Tricks for arithmetic · Beginner Questions

Are there any tricks for performing arithmetic? I just want to prove that (x + x^2)^2 <= 4 * x^4 given that x >= 1 but I need several reasoning steps for that. I would expect that this can be solved in one or two steps.

Lukas Stevens (May 19 2022 at 11:43):

x :: nat

Wenda Li (May 19 2022 at 11:52):

The problem is much easier when x is a real number. It might be possible to build an incomplete procedure to first prove the result on reals and then transfer the result to naturals...

Lukas Stevens (May 19 2022 at 11:53):

I also tried using real numbers but didn't manage to solve it in one step.

Manuel Eberl (May 19 2022 at 11:54):

What is "it"?

Manuel Eberl (May 19 2022 at 11:54):

In principle, this is of course decidable, but I would not expect any of our standard proof methods to be able to solve this. It's nonlinear, after all.

Manuel Eberl (May 19 2022 at 11:54):

Sturm's method can almost solve it (it can solve it if you replace the ≥ with >), but that is of course overkill here.

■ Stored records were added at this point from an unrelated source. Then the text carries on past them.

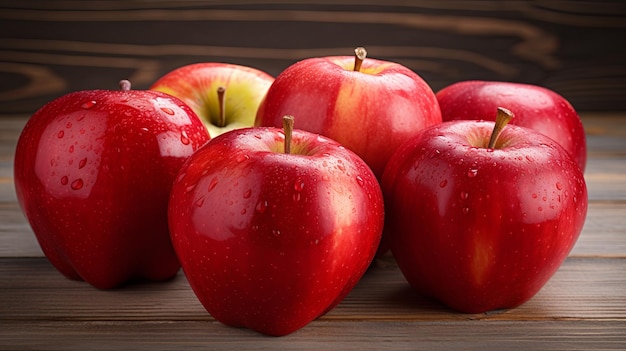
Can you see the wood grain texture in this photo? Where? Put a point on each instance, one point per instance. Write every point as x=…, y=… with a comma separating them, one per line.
x=572, y=47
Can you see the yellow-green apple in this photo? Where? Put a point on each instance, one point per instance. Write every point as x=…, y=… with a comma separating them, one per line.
x=272, y=237
x=477, y=226
x=535, y=107
x=93, y=173
x=367, y=105
x=225, y=96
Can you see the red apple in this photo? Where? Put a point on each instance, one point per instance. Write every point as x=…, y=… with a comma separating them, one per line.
x=93, y=172
x=225, y=96
x=535, y=107
x=369, y=106
x=271, y=240
x=482, y=227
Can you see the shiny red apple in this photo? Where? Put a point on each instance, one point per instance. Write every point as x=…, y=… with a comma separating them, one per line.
x=225, y=96
x=482, y=227
x=269, y=238
x=535, y=107
x=93, y=172
x=369, y=106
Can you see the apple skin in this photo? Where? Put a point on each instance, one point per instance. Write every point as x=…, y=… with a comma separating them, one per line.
x=482, y=229
x=535, y=107
x=196, y=84
x=93, y=170
x=271, y=241
x=371, y=111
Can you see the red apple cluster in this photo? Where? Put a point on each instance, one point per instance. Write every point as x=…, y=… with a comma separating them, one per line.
x=273, y=226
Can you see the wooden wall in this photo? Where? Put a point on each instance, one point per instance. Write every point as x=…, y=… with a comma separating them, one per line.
x=48, y=48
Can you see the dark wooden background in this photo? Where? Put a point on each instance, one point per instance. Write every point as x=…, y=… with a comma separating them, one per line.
x=577, y=48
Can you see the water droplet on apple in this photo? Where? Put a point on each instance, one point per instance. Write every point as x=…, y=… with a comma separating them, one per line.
x=200, y=202
x=360, y=181
x=242, y=157
x=213, y=183
x=261, y=206
x=167, y=110
x=298, y=185
x=184, y=138
x=89, y=104
x=77, y=184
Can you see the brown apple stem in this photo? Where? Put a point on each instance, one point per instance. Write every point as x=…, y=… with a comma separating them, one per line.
x=124, y=85
x=288, y=129
x=221, y=101
x=359, y=55
x=503, y=117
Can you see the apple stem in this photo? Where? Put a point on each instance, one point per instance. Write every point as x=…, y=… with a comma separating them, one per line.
x=503, y=117
x=359, y=55
x=221, y=91
x=288, y=129
x=124, y=85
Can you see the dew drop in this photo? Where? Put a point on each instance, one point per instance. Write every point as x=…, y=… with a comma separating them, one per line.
x=242, y=157
x=200, y=202
x=184, y=138
x=261, y=206
x=77, y=184
x=167, y=110
x=360, y=181
x=298, y=185
x=213, y=183
x=89, y=104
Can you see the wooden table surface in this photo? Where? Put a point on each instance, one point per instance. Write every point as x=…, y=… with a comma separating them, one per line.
x=582, y=307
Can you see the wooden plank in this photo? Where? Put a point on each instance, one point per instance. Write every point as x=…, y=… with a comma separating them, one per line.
x=48, y=48
x=583, y=288
x=320, y=335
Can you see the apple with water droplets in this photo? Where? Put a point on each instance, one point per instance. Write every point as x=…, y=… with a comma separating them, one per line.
x=369, y=106
x=93, y=171
x=272, y=228
x=535, y=107
x=225, y=96
x=481, y=216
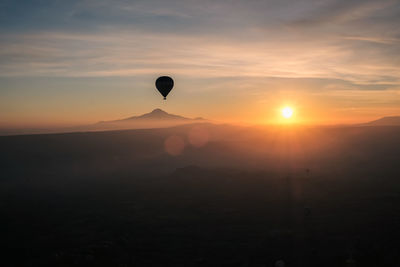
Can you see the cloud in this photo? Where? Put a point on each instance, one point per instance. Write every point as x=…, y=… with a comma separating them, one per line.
x=355, y=41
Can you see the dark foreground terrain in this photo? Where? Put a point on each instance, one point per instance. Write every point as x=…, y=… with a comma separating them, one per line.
x=235, y=197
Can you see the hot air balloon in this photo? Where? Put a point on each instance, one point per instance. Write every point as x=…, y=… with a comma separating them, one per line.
x=164, y=85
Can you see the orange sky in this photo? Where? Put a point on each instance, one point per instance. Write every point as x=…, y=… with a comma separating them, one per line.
x=77, y=63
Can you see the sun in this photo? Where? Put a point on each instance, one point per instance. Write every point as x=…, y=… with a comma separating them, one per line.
x=287, y=112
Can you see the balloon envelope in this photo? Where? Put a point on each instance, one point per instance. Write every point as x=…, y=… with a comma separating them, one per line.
x=164, y=85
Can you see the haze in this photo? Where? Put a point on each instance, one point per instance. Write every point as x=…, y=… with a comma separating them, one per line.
x=79, y=62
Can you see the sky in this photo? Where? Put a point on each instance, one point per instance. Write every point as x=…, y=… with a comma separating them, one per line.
x=78, y=62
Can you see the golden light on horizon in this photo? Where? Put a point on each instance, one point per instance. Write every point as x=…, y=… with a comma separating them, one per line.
x=287, y=112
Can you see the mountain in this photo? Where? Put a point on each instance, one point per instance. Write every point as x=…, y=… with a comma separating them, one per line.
x=385, y=121
x=157, y=114
x=158, y=118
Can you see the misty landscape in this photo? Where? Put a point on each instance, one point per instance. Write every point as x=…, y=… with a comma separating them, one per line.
x=202, y=194
x=226, y=133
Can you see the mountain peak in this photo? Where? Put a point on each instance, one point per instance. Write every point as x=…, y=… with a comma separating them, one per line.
x=158, y=111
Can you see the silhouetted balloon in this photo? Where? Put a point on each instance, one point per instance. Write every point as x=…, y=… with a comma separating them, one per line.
x=164, y=85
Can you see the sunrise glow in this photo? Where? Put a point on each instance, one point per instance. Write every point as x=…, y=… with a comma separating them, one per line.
x=287, y=112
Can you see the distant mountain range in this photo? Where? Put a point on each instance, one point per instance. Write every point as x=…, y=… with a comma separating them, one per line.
x=385, y=121
x=156, y=115
x=155, y=119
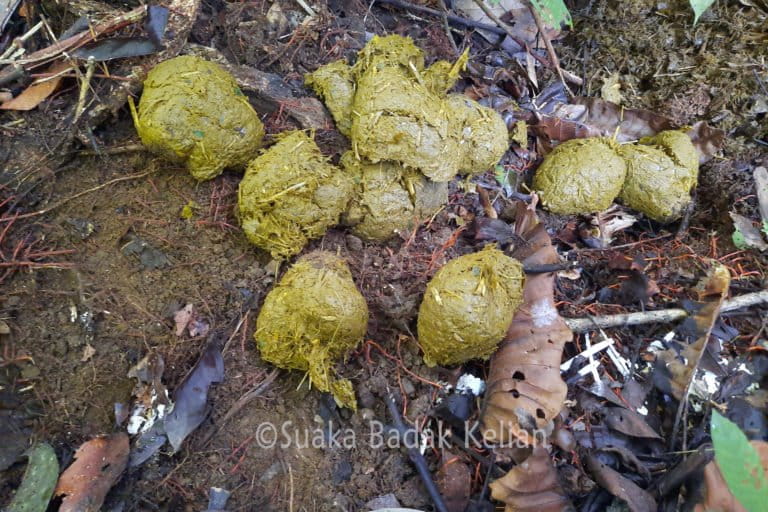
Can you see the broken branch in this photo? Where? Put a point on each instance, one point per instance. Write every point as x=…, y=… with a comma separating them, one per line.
x=660, y=316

Manuel Eberl (May 19 2022 at 11:56):

It really isn't that simple of a problem, I do think you at least need something like Sturm's theorem to deal with this. In the multivariate case, something like CAD.

Manuel Eberl (May 19 2022 at 11:56):

Not sure why Sturm can't solve this; it was too long ago. But even then, it relies on code reflection, which seems like overkill.

Lukas Stevens (May 19 2022 at 11:57):

Are all of the standard methods + Sturm complete?

Manuel Eberl (May 19 2022 at 11:57):

My usual approach is: show that the difference is nonnegative by factoring it, like this:

lemma
  assumes "x ≥ (1 :: real)"
  shows   "(x + x^2)^2 ≤ 4 * x^4"
  using assms
proof -
  have "4 * x^4 - (x + x^2)^2 = x ^ 2 * (x - 1) * (3 * x + 1)"
    by (simp add: algebra_simps power4_eq_xxxx power2_eq_square)
  also have "… ≥ 0"
    using assms by (intro mult_nonneg_nonneg) auto
  finally show ?thesis
    by simp
qed

Manuel Eberl (May 19 2022 at 11:57):

Lukas Stevens said:

Are all of the standard methods + Sturm complete?

Not sure what you mean by that.

Manuel Eberl (May 19 2022 at 11:58):

In principle, Sturm should be able to prove anything of the form ∀x∈{a..b}. p(x) ≤ q(x) and the same if you replace any of the ≤ with <.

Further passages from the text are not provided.